PPIG 2020 - 31st Annual Workshop 17 - 21 August 2020, online

Notice: As with many other conferences needing to adjust to the new circumstances, PPIG will be going online as well. At the core of the PPIG annual workshops is the fostering of a community of people interested in all aspects of programming. We aim to maintain and support these goals in the transition to the online setup as well.

We are replacing the single event initially planned for July with two one-week-long virtual events in August (17th to 21st) and November (16th to 20th). During each of the weeks, we’ll meet for two to three hours a day for presentations, discussions, panels and social activities. We’re encouraging all our attendees to keep in touch during and between the two events, and we’re planning for some additional activities to support this.

You can check the programme page for more details.

Original CfP follows –

The 31st Annual Meeting of the Psychology of Programming Interest Group will be hosted for the first time in North America, at OCAD University’s Inclusive Design Research Centre in Toronto, Canada, during the week of July 29-31, 2020.

Cultivating the Margins

The speed, growth, and increasing entanglement of computational systems is actively changing our work, social, political, and creative lives. Yet the apparent success of these systems in reshaping social and economic landscapes has also come with enormous costs—putting fair and stable employment, the veracity of information, respectful use of data, and democratic participation at risk. Perhaps the ways we create and study these systems, and the normative assumptions and values that are embedded within them, need to be reconsidered in a new light?

This critique has been present at PPIG for a while, from End User Programming, Live Coding, to even the idea of studying the psychology of programmers. We’ve always been a community that invites other perspectives on what it means to program, and we want to continue to extend this interest.
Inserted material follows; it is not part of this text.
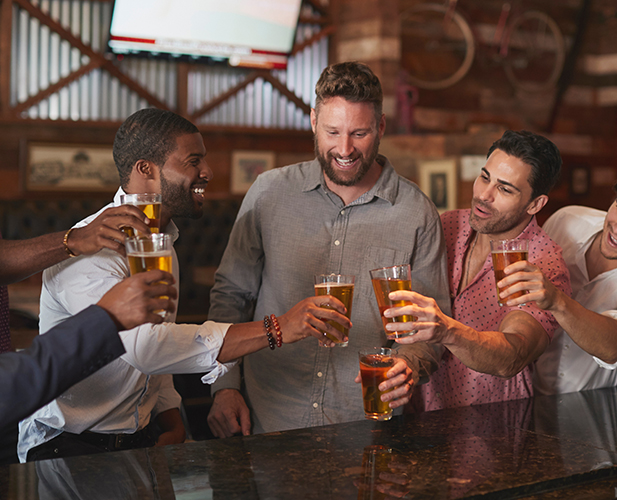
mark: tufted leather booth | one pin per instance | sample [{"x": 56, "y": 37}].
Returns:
[{"x": 200, "y": 246}]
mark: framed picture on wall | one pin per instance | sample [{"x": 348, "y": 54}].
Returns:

This year’s theme prompts us to reflect upon what we’re missing—the practices, theories, people, and technologies that have been excluded, set aside, or overlooked by mainstream programming research. What are the edges and limits of programming and programmed systems? Who has agency to participate in their creation and study, and who is relegated to the passive role of user or research subject?

What new or overlooked possibilities are growing at the margins of programming, away from the prevailing industrial and technoscientific values of speed, efficiency, measurability, and scale? What would an ecology of programming look like, in which we have a responsibility to cultivate communities, invite diverse perspectives, and grow a plurality of approaches and epistemologies?
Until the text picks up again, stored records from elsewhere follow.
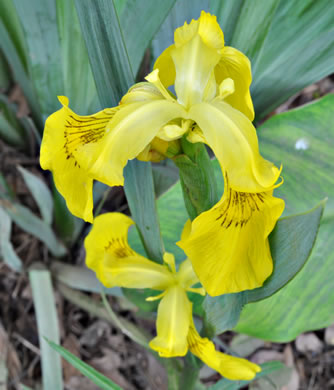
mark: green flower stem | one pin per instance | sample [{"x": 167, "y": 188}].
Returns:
[
  {"x": 197, "y": 178},
  {"x": 190, "y": 372}
]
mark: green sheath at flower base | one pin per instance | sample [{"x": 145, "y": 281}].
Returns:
[{"x": 197, "y": 178}]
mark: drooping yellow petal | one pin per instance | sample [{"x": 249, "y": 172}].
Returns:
[
  {"x": 228, "y": 366},
  {"x": 66, "y": 136},
  {"x": 115, "y": 263},
  {"x": 228, "y": 244},
  {"x": 133, "y": 127},
  {"x": 236, "y": 65},
  {"x": 197, "y": 51},
  {"x": 141, "y": 92},
  {"x": 233, "y": 138},
  {"x": 173, "y": 320},
  {"x": 186, "y": 275}
]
The Psychology of Programming Interest Group (PPIG) was established in 1987 in order to bring together people from diverse communities to explore common interests in the psychological aspects of programming and in the computational aspects of psychology. “Programming”, here, is interpreted in the broadest sense to include any aspect of software creation. As always with PPIG, we accept the widest range of submissions on a variety of topics, such as:

  • Programming and human cognition
  • Programming education and craft skill acquisition
  • Human centered design and evaluation of programming languages, tools and infrastructure
  • Team/co-operative work in programming
  • End user programming
  • Distributed programming, programming distribution
  • Gender, age, culture and programming
  • New paradigms in programming
  • Code quality, readability, productivity and re-use
  • Mistakes, bugs and errors
  • Notational design
  • Unconventional interactions and quasi-programming
  • Non-human programming
  • Technology support for creativity
  • Music(al) programming
  • Liveness and interactivity in programming

We welcome the following categories of submissions:

  • Papers: No explicit limit - as long as the reader’s interest is maintained, usually < 10 pages
  • Reflections, artworks, and system demonstrations, typically 1 page abstract or < 2.5 days long, depending on the medium
  • Doctoral consortium submissions: Up to 2 pages long

Please use our templates for papers. Submissions for the workshop should be uploaded to EasyChair.

Important dates:

  • Abstract submission deadline: Wed 18 March 2020 extended to Wed 8 April 2020
  • Paper submission deadline: Wed 1 April 2020 extended to Wed 22 April 2020
  • Authors will be notified: Wed 29 April 2020
  • Conference: Wed 29 - Fri 31 July 2020 at OCAD University, Toronto, Canada. Room: Inclusive Design Institute, 49 McCaul St.

We look forward to seeing you in Toronto!